The stress of the pandemic and keeping myself and both my babies healthy was overwhelming … Not knowing about transmission to the baby if I got sick, stopping work two months early to limit my exposure, having to fight to keep from being separated if I or my husband tested positive, not seeing my oldest for over 5 days. …no celebrations welcoming our baby into the world, limited help from family … (KH, Missouri, birth center)
Rapidly changing plans and unknown developments that eluded even care providers left many in a state of exhausted agitation.
The month before giving birth was the most stressful. As the rules kept changing seemingly daily, the midwives barely seemed to be able to keep up. Every time I went for an appointment, there was a new restriction or rule. Every restriction made me more fearful about how my birth would go. I felt like all of the choices were being taken away from me. (KM, Maryland, hospital)
Lack of acknowledgment of the gravity of the issue combined with a dearth of advice amplified fear.

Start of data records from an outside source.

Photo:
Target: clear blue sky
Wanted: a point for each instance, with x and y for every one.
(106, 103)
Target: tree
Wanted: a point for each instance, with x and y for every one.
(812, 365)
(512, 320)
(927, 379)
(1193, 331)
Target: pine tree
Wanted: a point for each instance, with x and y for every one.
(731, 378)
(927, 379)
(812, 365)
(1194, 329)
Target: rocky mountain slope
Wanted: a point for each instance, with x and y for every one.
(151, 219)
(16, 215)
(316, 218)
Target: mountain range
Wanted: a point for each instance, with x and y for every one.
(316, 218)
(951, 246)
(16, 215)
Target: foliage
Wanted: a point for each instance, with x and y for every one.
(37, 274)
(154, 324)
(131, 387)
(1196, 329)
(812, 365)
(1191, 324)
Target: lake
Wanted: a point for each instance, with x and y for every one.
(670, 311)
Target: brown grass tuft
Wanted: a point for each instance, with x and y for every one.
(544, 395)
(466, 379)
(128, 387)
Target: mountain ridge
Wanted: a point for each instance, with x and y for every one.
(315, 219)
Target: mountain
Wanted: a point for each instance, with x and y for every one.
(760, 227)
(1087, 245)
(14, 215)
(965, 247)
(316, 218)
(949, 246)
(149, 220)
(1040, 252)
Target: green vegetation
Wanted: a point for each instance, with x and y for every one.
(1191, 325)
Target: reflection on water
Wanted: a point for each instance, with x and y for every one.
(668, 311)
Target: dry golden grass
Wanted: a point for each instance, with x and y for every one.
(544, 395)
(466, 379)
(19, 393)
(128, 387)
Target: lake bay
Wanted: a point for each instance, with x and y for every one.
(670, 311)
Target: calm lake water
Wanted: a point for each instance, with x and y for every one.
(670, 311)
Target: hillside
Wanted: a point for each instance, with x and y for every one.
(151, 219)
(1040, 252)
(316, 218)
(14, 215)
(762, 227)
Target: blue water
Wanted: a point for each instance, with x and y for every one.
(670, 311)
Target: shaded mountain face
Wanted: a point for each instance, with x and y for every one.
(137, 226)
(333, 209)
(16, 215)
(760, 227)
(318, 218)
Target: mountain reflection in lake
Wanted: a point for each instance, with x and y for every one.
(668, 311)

The risk of COVID‐19 to me and my baby was never discussed with me. The hospital acted like everything was fine … I was also terrified to go home and didn't know how to protect him. Not one single nurse or doctor ever gave any advice or protocols. (HK, Missouri, hospital)
3.5. Information and affirmation—the antidote to anticipatory stress and fear
A positive birth experience was often salvaged by transparency and affirmation from care providers.
We had a great experience, granted it was early on, but my providers gave me information as they received it. Communication was great throughout. (AC, Michigan, hospital)
Underlining the power of affirmation from care providers, a simple statement of support from the health care team could open the door to a positive experience that left women feeling grateful and supported even when laboring alone.
I had a mental breakdown in the middle of pushing and every person there grabbed my hands and the doctor told me ‘today we are your family and we are gonna get through this together.’ I will be forever thankful for them. (TH, Michigan, hospital)
3.6. Community birth
Fear and stress often led people to “vote with their feet” and seek alternative birth places, even though the pathway to this choice was complicated:
I had three different care providers during this pregnancy. I started with a hospital‐based midwifery practice near my home. Then I used another hospital‐based midwifery and OB practice while I stayed out of state with my parents… Before returning home at the beginning of my 3rd trimester, I switched to a home birth midwife. (EK, New York, home)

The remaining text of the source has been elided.